It’s a funny thing, this business of living through periods of chaos. A long term illness ends. A person dies. You’re insanely busy getting a funeral together and somehow after that, you think that things are going to get easier, that the natural rhythm of your life will return.
But chaos and I had made peace. I had gotten used to waking up in a house that isn’t my own, bracing my son, my mom or my stepdad in whatever ways I could, then carving out deliberate chunks of time for myself to make sure that I didn’t collapse beneath the constant weight of things. Crisis was this thick brush I could cut through and then look back on. There was this satisfyingly clear path behind me, slivered with grace.
But things got harder when I expected them to get easier. Grief has been itchy, with shooting pains. Sleeping has been harder. I’ve polished off a bottle of Zantac and my right foot has done a lot of tapping in the middle of the night. Another friend died. The idea that I had that I would have a real 40th birthday party for myself later, on a day when we weren’t asking “is he still breathing?” every half an hour didn’t pan out.

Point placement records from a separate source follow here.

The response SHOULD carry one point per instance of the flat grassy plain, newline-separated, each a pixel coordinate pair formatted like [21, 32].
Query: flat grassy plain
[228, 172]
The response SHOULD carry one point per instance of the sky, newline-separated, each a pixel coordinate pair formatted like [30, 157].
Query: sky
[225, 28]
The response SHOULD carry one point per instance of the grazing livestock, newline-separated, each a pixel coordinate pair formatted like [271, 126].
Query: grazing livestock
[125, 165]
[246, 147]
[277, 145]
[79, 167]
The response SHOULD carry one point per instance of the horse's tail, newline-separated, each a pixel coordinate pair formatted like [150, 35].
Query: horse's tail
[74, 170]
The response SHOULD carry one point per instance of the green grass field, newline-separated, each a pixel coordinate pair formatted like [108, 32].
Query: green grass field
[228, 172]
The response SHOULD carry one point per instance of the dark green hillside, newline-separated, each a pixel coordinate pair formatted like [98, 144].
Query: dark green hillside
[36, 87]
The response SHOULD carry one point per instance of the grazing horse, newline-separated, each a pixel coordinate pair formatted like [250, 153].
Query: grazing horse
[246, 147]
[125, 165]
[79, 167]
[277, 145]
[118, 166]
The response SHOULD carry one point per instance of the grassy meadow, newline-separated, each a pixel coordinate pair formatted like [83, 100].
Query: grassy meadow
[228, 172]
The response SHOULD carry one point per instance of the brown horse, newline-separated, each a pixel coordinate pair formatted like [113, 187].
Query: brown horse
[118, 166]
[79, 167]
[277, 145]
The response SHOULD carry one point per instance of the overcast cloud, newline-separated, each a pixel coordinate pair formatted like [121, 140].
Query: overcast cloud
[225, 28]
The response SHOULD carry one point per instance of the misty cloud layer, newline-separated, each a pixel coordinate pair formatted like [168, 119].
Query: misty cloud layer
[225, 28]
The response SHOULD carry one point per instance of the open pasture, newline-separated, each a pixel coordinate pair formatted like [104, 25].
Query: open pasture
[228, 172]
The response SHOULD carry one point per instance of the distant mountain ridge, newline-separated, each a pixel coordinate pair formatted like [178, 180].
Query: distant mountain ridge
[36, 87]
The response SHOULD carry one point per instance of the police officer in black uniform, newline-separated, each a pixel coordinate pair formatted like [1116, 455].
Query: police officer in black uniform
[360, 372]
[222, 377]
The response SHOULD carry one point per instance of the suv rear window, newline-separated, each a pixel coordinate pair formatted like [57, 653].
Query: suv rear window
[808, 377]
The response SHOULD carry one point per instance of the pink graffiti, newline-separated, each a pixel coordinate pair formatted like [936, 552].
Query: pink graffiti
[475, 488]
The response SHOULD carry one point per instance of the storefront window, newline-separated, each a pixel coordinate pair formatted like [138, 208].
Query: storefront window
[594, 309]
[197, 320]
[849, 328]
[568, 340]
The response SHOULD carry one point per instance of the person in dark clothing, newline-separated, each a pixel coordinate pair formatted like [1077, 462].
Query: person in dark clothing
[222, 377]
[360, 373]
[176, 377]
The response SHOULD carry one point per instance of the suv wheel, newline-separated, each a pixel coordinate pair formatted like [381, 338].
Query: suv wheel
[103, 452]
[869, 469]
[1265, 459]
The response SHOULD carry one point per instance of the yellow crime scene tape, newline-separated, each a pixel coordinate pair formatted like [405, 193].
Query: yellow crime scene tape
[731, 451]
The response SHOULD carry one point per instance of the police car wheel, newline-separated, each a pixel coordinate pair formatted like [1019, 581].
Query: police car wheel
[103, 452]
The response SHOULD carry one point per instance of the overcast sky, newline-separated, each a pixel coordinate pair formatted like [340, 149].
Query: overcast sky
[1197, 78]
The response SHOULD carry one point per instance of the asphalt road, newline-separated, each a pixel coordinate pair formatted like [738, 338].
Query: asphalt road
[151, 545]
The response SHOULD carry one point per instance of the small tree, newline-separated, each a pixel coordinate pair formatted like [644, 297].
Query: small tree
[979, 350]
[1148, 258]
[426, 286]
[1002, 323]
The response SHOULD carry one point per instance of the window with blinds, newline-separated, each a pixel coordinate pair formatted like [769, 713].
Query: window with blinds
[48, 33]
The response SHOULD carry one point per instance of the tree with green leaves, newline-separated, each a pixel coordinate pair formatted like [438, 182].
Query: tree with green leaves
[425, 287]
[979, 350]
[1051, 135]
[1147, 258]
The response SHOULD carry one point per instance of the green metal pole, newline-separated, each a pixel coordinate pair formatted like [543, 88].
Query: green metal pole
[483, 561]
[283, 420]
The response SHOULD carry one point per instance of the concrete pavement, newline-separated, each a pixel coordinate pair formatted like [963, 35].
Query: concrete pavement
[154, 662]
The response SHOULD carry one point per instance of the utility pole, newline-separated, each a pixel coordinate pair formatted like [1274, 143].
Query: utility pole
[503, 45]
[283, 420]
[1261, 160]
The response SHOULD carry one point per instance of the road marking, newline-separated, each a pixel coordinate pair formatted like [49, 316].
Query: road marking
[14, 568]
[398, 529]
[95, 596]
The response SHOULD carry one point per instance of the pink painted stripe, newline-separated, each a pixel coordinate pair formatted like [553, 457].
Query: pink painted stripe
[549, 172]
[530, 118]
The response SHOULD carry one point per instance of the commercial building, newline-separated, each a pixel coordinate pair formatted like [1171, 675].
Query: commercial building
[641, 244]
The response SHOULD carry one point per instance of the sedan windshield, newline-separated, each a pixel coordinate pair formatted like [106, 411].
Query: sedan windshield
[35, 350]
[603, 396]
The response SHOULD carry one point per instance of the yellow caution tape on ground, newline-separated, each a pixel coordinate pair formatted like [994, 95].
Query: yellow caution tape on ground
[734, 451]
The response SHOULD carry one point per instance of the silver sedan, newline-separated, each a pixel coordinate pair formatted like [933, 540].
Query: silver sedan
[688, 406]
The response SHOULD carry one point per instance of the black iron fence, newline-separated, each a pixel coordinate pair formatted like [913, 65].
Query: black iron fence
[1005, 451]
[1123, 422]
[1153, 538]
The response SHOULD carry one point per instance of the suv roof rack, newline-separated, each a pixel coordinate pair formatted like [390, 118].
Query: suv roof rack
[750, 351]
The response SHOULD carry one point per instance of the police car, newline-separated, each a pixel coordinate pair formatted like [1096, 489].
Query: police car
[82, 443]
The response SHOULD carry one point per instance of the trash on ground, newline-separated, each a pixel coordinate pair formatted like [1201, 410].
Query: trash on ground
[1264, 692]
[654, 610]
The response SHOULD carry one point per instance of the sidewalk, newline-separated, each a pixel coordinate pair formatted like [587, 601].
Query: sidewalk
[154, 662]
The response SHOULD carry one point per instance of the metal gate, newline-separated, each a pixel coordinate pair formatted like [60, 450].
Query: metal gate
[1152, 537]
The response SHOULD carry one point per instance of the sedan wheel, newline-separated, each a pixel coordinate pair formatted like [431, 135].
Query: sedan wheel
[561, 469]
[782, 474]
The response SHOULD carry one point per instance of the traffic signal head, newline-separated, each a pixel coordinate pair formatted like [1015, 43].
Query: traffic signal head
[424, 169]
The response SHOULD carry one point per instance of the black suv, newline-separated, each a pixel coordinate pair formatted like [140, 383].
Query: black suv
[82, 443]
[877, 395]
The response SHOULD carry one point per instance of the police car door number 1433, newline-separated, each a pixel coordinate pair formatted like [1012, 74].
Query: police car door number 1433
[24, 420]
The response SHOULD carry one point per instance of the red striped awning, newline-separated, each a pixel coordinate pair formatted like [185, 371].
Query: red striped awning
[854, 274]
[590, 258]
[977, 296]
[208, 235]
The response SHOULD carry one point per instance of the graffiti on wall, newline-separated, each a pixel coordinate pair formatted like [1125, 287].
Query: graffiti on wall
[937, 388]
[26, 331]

But nice things have happened. I’m an honored blogger at BlogHer ’10. On Friday, in New York City, I’ll find out how some visual artist or photographer has interpreted this post. I have found the organizers that I will be working with as a volunteer to be utterly gracious and accommodating to a mom who is traveling on her own with a 5-year-old son. When I went looking for a place to stay, I found a truly generous and kind roommate. I became an aunt for the fifth time to an early but healthy boy on Friday.
And when BlogHer is over, I have plans to reconnect with surrogate sisters, childhood friends, family, college friends and past colleagues. Best of all, I have plans to play with my son in the city I identify with my best childhood adventures. We will climb onto a plane today.
I haven’t had time to fret or obsess over who I’m going to meet at this conference. I’m going wit my heart open to people, not products. And I expect little, other than a mallish form of chaos, and I’ve established that I’m good with chaos.
If you’ll be there and want to say hello, look for me liveblogging at several panels, including ones about building community around a cause; grief, loss tragedy and community on the internet; whether personal blogging hurts your professional brand and transforming online places into art spaces.
I will try and tweet the links to the liveblogs as they happen. I’ll also obviously be at the gala on Friday night. Wave your arms at me if you’re one of those people that isn’t too keen on smalltalk. Hope I find you there.